(Adapted from my school newsletter column, printed Jan 2010)
Conflict
That awful “C” word! Don’t know too many people who like it.
As a young mom, I never really minded changing diapers. (Did eight in one hour once between twins and toddlers.) Didn’t even mind getting up in the middle of the night.
But I hated the refereeing!
Figuring out the he said/ she saids. Figuring out who started it. Figuring out what should happen next.
It was exhausting!
To be honest, it’s not much easier with adults. Sometimes it’s even harder. And as a family/ group/ community grows, both in age and in numbers—passing that newlywed stage, losing that “new house smell,” getting finger prints on the walls, …we start noticing each other’s socks on the floor, the toilet paper roll put on the wrong way, the toilet seat left up. (Did I just say that on my website??!)
Often we don’t want to say it. Don’t want to talk about it. At least not to the person that it involves. Just keep functioning—and fuming. And soon, problems that are really small have built to enormous proportions.
Are we there? At that enormous stage? Maybe not. But maybe our seams are starting to burst a bit, and we’re struggling to stay connected. To stay working together.
If we learn to work through the socks and the paper rolls and the seats, we can continue to build on our great foundation. Because what every counselor and psychologist will tell you is that having conflict is not the problem. In fact, “no conflict” really means “no communication.”
No communication? Now you really have a problem!
The problem is when we don’t deal with the conflict. —Or maybe I should say, when we don’t deal with it well. Kindly, respectfully,… Yes, and with hard work. Sometimes it’s easier to make snide comments. Talk behind each other’s backs. With Whatevers, and “Talk to the hand” or whatever the new phrase is now. Sooner or later it happens in every group.
But what if instead, we embraced the commitment to work through our conflict. Recently I heard a complaint that came down through the grapevine. I was flabbergasted. Actually stood speechless. Because the person who said it had a completely different memory of a series of events than I. So what now? Does the friendship end? The relationship’s severed?
Truly, it starts with both people deciding to be adults. To talk. Listen. Together—not with everyone else and their brothers. We teach our kids to do it. But somehow those socks and toilet paper rolls seem to follow a different rule. If we play by the same rules that we teach our kids, these conflicts will not only not ruin us. They will make us stronger. More mature.
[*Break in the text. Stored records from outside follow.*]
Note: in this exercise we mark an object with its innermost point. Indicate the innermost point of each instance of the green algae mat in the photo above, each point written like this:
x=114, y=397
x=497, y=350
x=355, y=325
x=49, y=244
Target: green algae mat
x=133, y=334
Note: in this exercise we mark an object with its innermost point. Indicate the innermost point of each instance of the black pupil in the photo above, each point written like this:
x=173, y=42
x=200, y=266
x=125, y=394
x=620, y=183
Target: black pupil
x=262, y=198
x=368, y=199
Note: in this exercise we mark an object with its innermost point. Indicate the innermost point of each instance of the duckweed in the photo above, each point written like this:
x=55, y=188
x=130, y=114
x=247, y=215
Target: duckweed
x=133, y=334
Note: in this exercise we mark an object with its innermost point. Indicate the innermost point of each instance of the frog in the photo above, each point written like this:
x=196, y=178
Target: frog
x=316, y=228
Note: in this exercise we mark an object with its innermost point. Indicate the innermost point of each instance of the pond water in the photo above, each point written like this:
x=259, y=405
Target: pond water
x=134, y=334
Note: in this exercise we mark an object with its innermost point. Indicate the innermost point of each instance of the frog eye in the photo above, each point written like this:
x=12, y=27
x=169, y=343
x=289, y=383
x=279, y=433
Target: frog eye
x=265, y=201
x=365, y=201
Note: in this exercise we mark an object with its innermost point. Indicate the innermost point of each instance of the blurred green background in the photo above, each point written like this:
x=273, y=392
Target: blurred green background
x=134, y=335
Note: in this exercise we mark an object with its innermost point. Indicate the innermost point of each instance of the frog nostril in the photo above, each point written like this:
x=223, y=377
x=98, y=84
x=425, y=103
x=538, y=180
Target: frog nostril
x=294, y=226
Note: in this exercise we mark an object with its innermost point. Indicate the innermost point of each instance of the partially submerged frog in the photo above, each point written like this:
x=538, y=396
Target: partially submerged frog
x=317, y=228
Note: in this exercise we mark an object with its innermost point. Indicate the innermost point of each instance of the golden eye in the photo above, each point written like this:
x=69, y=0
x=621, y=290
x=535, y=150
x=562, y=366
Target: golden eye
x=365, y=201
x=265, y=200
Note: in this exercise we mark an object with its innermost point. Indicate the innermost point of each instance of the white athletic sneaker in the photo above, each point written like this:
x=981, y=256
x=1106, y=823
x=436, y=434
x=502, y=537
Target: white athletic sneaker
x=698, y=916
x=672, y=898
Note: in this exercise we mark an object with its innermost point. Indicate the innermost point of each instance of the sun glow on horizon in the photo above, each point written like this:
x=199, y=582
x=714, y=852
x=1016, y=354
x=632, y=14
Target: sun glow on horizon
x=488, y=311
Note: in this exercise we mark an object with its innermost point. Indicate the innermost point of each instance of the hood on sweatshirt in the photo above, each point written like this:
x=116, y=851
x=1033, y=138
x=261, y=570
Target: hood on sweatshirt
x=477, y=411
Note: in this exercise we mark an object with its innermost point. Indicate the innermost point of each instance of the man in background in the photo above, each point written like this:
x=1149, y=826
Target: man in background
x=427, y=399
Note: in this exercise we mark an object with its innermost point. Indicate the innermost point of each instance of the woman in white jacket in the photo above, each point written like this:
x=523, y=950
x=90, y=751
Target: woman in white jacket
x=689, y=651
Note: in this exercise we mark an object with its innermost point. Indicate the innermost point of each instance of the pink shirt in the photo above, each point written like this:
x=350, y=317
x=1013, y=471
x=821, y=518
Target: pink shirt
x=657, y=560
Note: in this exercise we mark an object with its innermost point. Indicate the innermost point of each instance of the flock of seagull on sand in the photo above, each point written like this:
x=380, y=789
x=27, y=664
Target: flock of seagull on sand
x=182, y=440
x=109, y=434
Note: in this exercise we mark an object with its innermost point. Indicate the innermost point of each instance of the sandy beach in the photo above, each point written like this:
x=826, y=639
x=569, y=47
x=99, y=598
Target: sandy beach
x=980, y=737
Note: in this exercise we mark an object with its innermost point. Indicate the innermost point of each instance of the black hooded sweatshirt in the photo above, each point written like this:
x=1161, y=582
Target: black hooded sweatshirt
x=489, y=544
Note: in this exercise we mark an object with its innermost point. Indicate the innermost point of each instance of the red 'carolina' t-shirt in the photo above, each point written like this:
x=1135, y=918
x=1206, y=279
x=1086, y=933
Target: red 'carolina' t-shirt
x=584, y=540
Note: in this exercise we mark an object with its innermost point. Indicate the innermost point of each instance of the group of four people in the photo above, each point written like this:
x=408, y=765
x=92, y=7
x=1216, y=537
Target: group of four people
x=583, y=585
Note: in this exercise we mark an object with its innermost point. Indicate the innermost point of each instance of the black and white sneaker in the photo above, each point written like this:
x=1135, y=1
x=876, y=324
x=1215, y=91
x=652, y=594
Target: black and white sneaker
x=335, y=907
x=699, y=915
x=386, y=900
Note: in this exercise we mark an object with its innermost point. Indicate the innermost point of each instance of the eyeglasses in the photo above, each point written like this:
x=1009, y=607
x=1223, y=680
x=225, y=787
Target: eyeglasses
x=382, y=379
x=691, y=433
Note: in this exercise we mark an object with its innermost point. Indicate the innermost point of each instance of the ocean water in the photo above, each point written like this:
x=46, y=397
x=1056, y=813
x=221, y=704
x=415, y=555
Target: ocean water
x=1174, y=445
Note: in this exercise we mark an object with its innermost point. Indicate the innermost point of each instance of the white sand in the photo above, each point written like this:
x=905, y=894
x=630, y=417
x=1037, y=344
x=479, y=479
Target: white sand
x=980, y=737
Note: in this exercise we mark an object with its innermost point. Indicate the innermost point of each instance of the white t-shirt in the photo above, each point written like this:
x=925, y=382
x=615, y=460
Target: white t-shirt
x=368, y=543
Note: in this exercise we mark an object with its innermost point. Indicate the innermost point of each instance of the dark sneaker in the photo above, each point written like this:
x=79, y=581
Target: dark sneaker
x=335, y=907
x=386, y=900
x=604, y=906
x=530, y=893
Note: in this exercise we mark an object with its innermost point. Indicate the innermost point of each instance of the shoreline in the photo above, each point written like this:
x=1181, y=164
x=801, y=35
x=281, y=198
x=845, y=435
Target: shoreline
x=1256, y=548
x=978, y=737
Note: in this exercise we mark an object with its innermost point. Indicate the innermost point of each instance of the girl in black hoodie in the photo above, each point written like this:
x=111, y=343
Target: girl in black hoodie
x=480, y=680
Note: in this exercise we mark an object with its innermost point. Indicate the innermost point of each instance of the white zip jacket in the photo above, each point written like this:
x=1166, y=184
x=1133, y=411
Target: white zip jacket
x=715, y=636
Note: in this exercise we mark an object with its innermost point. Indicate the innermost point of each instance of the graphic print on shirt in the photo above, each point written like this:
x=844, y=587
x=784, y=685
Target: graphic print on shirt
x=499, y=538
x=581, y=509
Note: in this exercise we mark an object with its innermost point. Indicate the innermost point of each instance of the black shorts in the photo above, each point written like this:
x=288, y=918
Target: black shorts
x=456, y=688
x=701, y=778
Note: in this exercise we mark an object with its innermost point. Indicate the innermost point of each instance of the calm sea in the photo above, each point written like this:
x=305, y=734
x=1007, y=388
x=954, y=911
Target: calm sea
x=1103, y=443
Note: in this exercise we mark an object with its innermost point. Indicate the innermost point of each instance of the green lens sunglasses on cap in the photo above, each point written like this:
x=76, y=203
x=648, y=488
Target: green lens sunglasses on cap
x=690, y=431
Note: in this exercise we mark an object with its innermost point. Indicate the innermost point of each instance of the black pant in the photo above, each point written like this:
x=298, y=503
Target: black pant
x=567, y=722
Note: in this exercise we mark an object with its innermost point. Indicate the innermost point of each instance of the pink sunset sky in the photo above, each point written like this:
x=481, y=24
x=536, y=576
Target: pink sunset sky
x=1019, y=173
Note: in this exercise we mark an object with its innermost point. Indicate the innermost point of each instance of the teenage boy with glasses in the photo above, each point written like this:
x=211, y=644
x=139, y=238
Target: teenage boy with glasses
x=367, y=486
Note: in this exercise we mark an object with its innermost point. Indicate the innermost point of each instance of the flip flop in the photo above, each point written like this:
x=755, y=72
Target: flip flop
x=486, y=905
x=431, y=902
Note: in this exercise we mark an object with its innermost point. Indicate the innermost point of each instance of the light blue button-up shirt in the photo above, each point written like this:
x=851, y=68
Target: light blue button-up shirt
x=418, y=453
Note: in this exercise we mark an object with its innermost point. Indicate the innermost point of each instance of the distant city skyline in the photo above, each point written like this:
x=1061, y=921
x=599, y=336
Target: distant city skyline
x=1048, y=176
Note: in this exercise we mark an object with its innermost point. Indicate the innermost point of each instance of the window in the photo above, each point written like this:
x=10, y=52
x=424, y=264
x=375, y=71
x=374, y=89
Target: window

Yes, those newlywed years are fun. Exciting. But the years following, when you really start to be comfortable with one another, when you’ve started to build traditions and memories—those are the rich years. And those socks on the floor? Nothing more than a sign of a hard day’s work. Deal with them quickly, and they’re washed clean and put away, ready to start again the next day.
When we find ourselves tired, conflicts are bound to rise. But what do you say? Will you commit with me—not to let a turn of a paper roll create cracks in our foundation?